Cennetmekân Hocamız Prof. Dr. Necmettin Erbakan, Hak ile batıl’ın tarifini yaparken; “Türkçemizde bir Hak ve Batıl kelimeleri bir de doğru ve yanlış kelimeleri bulunmaktadır.
Bir insan yağmur yağarken, şemsiyesini alıp da dışarı çıkması doğru bir harekettir. Ama yağmur yağmadığı halde yağmur şemsiyesini açarak dışarı çıkması, yanlış bir harekettir. Dolayısı ile Türkçemizde kullanılan doğru ve yanlış kelimeleri şarta bağlı olarak isabetli olan şey veya olmayan şey manasınadır. Hâlbuki iki kere iki dört eder ifadesi, yağmur yağsa da dört eder, güneş açsa da dört eder. Bir hafta önce de dört eder, bin yıl önce de dört eder.
İşte, şarta bağlı olmaksızın, mutlak olarak her şart altında doğru olan şeye HAK denir. Bunun tersine olarak bir insan iki kere iki üç eder dese, yağmur yağsa da yanlıştır, güneş açsa da yanlıştır. Bir hafta önce de yanlıştır, bin sene önce de yanlıştır. Her şart altında yanlış olan şeye ise BATIL denir” derdi.
Allah’ın kâinatı yaratırken koymuş olduğu kanunlar ile insanların dünya ve ahiret saadetini temin edecek kanunların hükümleri, kıyamete kadar değiştirmeyecek ve hükümleri devam edecektir. İnsanların hepsi bir araya gelse doğudan doğan ve batıdan batan güneşi batıdan doğdurup doğudan batıramazlar.

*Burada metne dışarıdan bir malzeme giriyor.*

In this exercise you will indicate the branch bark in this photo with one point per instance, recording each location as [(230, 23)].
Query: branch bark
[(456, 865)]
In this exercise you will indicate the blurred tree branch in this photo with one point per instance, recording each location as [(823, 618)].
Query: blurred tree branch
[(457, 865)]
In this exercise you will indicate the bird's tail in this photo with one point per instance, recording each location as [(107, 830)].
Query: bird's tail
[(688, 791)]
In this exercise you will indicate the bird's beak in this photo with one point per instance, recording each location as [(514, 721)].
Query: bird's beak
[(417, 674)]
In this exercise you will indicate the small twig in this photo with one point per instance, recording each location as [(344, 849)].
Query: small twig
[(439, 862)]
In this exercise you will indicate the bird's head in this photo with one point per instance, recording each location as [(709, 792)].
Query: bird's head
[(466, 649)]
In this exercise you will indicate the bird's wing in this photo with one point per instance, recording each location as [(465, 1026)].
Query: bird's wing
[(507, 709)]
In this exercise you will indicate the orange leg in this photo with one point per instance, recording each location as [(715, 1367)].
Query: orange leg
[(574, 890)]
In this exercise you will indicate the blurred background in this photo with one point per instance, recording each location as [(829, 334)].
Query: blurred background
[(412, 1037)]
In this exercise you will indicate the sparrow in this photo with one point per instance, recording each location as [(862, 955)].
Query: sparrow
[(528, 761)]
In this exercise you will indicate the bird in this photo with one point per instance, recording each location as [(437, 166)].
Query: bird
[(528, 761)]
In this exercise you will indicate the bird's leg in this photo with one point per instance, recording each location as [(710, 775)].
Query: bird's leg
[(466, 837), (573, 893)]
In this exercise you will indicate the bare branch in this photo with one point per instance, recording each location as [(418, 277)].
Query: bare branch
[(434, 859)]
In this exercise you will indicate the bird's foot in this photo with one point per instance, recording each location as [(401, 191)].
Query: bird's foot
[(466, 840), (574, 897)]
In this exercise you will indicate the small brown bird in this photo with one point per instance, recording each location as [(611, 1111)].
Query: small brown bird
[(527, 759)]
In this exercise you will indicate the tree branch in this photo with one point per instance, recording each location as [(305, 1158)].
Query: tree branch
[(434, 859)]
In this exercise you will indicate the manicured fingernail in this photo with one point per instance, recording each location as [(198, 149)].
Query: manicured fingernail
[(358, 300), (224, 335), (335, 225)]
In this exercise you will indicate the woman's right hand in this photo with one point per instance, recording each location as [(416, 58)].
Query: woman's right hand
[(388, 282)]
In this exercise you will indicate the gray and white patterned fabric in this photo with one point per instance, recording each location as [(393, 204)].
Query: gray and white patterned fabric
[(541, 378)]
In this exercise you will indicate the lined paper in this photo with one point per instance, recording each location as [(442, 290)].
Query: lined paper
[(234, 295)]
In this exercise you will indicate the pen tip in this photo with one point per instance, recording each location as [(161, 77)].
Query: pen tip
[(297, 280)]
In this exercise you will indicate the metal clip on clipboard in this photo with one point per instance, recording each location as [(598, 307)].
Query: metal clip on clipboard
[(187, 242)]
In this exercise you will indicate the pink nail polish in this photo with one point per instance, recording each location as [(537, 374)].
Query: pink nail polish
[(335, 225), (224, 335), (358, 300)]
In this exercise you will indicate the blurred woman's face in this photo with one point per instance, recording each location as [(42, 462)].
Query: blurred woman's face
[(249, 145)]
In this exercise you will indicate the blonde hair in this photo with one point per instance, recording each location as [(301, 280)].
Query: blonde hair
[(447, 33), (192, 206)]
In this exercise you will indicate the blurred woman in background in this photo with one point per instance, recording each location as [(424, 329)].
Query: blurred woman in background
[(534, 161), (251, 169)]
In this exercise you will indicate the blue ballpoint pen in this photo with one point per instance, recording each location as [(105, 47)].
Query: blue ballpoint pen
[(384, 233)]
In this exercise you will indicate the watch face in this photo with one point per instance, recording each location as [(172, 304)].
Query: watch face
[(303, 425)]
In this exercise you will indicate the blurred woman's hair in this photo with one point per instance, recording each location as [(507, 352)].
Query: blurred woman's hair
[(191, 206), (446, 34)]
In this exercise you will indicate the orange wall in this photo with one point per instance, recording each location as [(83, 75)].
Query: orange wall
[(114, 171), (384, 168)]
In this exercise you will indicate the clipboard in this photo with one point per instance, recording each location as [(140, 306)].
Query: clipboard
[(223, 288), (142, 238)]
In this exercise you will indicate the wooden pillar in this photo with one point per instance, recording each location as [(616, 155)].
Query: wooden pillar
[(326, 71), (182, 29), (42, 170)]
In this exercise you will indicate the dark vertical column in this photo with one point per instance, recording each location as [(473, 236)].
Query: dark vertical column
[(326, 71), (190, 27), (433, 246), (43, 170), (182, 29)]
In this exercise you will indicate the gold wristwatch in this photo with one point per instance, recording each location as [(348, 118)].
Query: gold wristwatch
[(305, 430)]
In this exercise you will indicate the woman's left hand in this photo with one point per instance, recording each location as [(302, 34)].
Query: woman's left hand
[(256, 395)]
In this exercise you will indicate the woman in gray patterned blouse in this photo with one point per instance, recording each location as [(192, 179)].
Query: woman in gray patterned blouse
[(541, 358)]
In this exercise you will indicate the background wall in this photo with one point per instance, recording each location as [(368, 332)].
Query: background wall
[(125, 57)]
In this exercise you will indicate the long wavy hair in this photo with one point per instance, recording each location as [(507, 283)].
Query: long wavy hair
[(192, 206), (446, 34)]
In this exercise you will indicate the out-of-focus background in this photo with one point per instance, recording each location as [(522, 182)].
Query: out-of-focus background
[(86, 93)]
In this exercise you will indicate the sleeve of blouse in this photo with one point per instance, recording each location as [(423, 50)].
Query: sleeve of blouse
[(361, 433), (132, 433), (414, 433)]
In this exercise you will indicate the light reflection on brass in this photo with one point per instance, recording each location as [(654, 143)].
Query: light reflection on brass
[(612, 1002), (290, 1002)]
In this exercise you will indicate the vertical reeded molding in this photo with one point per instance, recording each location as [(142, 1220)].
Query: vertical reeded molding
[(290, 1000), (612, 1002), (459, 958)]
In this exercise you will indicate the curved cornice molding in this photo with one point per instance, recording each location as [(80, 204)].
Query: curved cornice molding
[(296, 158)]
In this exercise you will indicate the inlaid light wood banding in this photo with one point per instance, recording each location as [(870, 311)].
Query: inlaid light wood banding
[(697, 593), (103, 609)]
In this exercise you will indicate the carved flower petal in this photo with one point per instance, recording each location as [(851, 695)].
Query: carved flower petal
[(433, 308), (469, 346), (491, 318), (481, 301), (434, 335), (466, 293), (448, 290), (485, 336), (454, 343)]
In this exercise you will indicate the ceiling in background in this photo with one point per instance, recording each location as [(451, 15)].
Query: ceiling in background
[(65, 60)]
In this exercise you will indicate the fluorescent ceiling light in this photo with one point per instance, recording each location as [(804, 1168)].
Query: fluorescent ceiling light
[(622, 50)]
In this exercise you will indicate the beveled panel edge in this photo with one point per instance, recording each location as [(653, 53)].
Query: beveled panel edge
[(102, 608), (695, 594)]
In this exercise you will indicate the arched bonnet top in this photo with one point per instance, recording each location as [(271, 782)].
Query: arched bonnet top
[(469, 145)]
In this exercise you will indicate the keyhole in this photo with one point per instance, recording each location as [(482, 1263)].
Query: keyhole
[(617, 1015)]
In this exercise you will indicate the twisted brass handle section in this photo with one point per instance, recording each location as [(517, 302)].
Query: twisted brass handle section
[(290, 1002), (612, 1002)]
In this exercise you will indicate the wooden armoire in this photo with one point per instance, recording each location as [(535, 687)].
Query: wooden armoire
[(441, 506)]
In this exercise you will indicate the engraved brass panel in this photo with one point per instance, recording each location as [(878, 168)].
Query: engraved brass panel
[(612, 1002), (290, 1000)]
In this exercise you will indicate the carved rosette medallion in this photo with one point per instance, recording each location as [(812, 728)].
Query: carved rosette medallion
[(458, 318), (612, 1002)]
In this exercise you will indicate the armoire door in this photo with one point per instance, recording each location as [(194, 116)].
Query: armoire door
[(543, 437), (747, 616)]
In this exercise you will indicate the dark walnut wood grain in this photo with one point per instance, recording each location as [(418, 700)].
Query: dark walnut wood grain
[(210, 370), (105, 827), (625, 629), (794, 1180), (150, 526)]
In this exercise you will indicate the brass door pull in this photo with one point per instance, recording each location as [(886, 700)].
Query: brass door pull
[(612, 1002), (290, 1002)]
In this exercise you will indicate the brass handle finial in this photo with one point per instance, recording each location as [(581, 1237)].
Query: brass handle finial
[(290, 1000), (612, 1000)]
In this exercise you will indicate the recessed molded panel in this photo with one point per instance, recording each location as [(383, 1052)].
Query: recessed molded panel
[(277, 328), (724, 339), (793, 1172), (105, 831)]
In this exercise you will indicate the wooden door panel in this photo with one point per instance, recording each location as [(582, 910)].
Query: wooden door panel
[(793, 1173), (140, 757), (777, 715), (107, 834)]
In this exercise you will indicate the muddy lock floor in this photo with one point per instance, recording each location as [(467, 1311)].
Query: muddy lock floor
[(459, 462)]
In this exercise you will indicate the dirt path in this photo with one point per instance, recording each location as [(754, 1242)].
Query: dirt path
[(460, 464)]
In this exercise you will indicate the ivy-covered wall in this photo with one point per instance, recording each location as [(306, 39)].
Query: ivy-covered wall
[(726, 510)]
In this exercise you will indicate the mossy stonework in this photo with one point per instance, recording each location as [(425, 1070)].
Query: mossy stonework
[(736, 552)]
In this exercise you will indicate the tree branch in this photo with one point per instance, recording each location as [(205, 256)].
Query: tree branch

İnsanların dünya ve ahret saadeti için de yine Allah’ın koyduğu kanunlar, kıyamete bakidir. Bir bebeğin oluşumu, bir anne ve babanın bir araya gelmesiyle olur. Annenin yumurtalığına babanın spermini dışarıda aşılamak (tüp bebek) da bu kanunu değiştirmez.
İslam’ın bir emri olan, insanların her sahada birbirlerine yardımcı ve destek olmaları o toplumu hem mutlu kılar ve hem de her sahada yükselmelerini sağlar. Batı anlayışına göre;
“İnsan, insanın kurduysa…” veya “Büyük balık küçük balığı yutarsa…” bu anlayıştan ancak ızdırap çıkar, gözyaşı çıkar.
GÜÇLÜLER VE HAKLILAR
Asr-ı saadetten bu yana nerede ezilmiş, hakkı yenmiş, zulme uğramış kimse varsa onlar İslam’ın şefkatli kolları arasına sığınmış ve Peygamberimizin komutasında birbiri ile bütünleşen bu mazlumlar, zalimlerden haklarını korumuşlardır.
Zamanımızda da bir sömürü bir zulüm düzeni hâkimdir.